ALBUQUERQUE, N.M. — Researchers at a top U.S. laboratory announced Tuesday that they have produced the highest resolution scan ever done of the inner workings of a fossilized tyrannosaur skull using neutron beams and high-energy X-rays, resulting in new clues that could help paleontologists piece together the evolutionary puzzle of the monstrous T. rex.
Officials with Los Alamos National Laboratory and the New Mexico Museum of Natural History and Science said they were able to peer deep into the skull of a “Bisti Beast,” a T. rex relative that lived millions of years ago in what is now northwestern New Mexico.
The images detail the dinosaur’s brain and sinus cavities, the pathways of some nerves and blood vessels and teeth that formed but never emerged.

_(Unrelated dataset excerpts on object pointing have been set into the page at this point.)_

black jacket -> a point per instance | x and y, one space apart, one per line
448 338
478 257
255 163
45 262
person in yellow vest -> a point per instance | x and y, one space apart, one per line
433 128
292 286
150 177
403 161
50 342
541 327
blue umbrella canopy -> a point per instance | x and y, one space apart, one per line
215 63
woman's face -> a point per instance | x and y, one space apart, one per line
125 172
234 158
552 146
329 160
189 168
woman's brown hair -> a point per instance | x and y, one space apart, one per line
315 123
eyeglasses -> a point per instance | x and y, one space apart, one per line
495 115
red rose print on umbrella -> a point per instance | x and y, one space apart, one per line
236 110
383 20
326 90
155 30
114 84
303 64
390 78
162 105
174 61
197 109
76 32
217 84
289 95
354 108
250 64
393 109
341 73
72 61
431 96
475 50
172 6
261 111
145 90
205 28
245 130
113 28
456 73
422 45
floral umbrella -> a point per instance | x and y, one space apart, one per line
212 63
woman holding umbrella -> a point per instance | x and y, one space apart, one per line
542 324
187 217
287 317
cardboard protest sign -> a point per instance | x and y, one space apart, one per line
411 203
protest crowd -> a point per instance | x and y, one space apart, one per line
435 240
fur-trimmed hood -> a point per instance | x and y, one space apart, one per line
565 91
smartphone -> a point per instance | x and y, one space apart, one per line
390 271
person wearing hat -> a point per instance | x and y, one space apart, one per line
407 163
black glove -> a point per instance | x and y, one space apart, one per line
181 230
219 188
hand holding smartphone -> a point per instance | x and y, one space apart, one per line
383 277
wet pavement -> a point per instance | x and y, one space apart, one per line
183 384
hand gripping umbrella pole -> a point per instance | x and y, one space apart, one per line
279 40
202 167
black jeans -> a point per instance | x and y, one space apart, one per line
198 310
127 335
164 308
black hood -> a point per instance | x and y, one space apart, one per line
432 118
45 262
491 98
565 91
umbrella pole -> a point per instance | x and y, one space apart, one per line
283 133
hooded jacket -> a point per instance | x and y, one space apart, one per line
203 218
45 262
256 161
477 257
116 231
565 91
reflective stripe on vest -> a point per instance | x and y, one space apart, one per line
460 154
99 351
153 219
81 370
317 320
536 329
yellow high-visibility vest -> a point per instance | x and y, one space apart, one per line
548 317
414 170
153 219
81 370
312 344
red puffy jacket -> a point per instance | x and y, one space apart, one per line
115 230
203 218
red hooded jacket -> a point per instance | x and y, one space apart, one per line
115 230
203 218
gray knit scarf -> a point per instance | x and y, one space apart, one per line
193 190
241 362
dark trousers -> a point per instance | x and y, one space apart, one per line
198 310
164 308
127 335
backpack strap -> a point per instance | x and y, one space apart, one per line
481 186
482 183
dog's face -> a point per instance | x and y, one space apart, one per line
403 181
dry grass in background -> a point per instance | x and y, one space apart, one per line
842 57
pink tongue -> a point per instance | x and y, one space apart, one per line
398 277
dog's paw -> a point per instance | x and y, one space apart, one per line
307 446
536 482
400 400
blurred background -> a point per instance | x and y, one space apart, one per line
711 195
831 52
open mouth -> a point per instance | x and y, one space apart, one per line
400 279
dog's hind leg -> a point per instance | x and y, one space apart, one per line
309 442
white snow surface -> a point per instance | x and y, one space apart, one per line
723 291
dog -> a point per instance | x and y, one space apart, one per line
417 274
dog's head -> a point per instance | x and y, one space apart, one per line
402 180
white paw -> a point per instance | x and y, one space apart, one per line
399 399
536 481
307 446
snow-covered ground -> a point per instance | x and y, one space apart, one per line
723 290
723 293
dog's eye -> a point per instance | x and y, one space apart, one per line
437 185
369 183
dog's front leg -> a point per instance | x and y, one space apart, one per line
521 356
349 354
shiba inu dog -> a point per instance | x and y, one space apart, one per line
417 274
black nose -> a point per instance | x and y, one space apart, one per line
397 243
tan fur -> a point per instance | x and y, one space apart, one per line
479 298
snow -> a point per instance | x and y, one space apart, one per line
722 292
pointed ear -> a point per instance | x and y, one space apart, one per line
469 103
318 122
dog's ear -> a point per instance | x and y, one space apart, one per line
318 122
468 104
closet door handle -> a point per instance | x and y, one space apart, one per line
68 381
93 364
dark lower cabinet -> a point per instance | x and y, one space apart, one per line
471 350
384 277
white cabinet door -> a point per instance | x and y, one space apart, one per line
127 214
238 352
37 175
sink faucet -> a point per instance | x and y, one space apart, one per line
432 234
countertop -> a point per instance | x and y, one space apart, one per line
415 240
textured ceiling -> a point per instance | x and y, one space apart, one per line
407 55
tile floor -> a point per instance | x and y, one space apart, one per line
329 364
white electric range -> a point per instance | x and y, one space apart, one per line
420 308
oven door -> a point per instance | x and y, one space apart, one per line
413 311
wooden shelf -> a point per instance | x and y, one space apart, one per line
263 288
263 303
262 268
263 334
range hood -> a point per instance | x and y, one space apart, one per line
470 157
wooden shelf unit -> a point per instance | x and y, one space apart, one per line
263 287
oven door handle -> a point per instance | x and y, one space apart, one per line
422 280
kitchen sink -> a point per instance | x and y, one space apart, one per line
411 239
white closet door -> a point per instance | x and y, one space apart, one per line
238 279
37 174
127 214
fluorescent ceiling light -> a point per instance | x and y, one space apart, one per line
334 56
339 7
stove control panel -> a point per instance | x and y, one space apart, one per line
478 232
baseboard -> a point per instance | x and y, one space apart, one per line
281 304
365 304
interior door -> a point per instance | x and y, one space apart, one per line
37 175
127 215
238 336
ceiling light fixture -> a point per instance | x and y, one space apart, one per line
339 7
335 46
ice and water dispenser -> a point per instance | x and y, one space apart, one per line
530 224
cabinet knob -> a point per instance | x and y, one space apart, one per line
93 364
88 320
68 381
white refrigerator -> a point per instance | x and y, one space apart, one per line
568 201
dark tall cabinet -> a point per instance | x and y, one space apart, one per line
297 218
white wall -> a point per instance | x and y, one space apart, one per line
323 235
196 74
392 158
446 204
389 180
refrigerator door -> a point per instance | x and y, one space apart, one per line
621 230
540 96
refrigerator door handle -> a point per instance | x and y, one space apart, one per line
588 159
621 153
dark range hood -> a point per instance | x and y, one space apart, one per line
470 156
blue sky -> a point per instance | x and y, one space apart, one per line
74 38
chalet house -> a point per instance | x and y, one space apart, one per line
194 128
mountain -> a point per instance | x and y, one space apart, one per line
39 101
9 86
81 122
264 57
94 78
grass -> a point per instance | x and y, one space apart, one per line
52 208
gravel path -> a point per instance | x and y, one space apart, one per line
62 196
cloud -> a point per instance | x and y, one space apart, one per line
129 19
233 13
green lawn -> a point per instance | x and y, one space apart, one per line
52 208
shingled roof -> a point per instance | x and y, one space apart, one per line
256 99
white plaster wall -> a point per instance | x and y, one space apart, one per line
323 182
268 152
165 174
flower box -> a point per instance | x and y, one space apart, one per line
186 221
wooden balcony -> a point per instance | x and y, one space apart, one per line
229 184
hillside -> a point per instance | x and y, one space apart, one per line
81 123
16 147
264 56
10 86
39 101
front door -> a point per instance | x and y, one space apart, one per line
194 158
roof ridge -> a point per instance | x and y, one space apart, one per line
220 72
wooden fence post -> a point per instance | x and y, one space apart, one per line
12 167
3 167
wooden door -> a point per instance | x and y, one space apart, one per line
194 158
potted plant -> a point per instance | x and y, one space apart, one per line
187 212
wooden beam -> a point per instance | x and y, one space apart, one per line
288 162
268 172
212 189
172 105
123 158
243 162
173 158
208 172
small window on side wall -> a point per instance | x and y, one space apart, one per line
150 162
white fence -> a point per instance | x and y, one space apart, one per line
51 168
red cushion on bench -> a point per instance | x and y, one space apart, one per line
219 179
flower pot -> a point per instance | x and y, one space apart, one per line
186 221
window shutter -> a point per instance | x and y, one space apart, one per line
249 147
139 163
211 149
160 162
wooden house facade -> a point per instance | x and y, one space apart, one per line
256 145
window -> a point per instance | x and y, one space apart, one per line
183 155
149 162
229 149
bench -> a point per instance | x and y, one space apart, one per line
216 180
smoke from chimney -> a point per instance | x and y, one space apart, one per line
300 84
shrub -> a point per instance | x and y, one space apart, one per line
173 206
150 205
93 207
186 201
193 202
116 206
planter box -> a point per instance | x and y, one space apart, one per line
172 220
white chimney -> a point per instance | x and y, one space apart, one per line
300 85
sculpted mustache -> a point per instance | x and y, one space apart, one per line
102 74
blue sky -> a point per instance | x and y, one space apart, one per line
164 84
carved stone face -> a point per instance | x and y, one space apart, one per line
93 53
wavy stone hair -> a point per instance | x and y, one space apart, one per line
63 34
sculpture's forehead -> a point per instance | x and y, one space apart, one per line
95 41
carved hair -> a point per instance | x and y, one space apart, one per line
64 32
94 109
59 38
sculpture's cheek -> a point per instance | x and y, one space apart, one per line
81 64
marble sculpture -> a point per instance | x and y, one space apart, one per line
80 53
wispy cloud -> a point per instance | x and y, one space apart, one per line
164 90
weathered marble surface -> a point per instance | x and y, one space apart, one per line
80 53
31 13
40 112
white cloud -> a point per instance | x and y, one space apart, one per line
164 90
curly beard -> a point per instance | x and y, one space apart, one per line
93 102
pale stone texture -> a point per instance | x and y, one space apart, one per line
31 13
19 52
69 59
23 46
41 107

Thomas Williamson, the museum’s curator of paleontology and part of the team that originally collected the specimen in the 1990s, said the scans are helping paleontologists figure out how the different species within the T. rex family relate to each other and how they evolved.
“We’re unveiling the internal anatomy of the skull so we’re going to see things that nobody has ever seen before,” he said during a news conference Tuesday.
T. rex and other tyrannosaurs were huge, dominant predators, but they evolved from much smaller ancestors.
The fossilized remnants of the Bisti Beast, or Bistahieversor sealeyi, were found in the Bisti/De-Na-Zin Wilderness Area near Farmington, N.M. Dry, dusty badlands today, the area in the time of the tyrannosaur would have been a warmer, swampy environment with more trees.
The species lived about 10 million years before T. rex. Scientists have said it represents one of the early tyrannosaurs that had many of the advanced features — including big-headed, bone-crushing characteristics and small forelimbs — that were integral for the survival of T. rex.
Officials said the dinosaur’s skull is the largest object to date for which full, high-resolution neutron and X-ray CT scans have been done at Los Alamos.
The thickness of the skull, which spans 40 inches, required stronger X-rays than those typically available to penetrate the fossil. That’s where the lab’s electron and proton accelerators came in.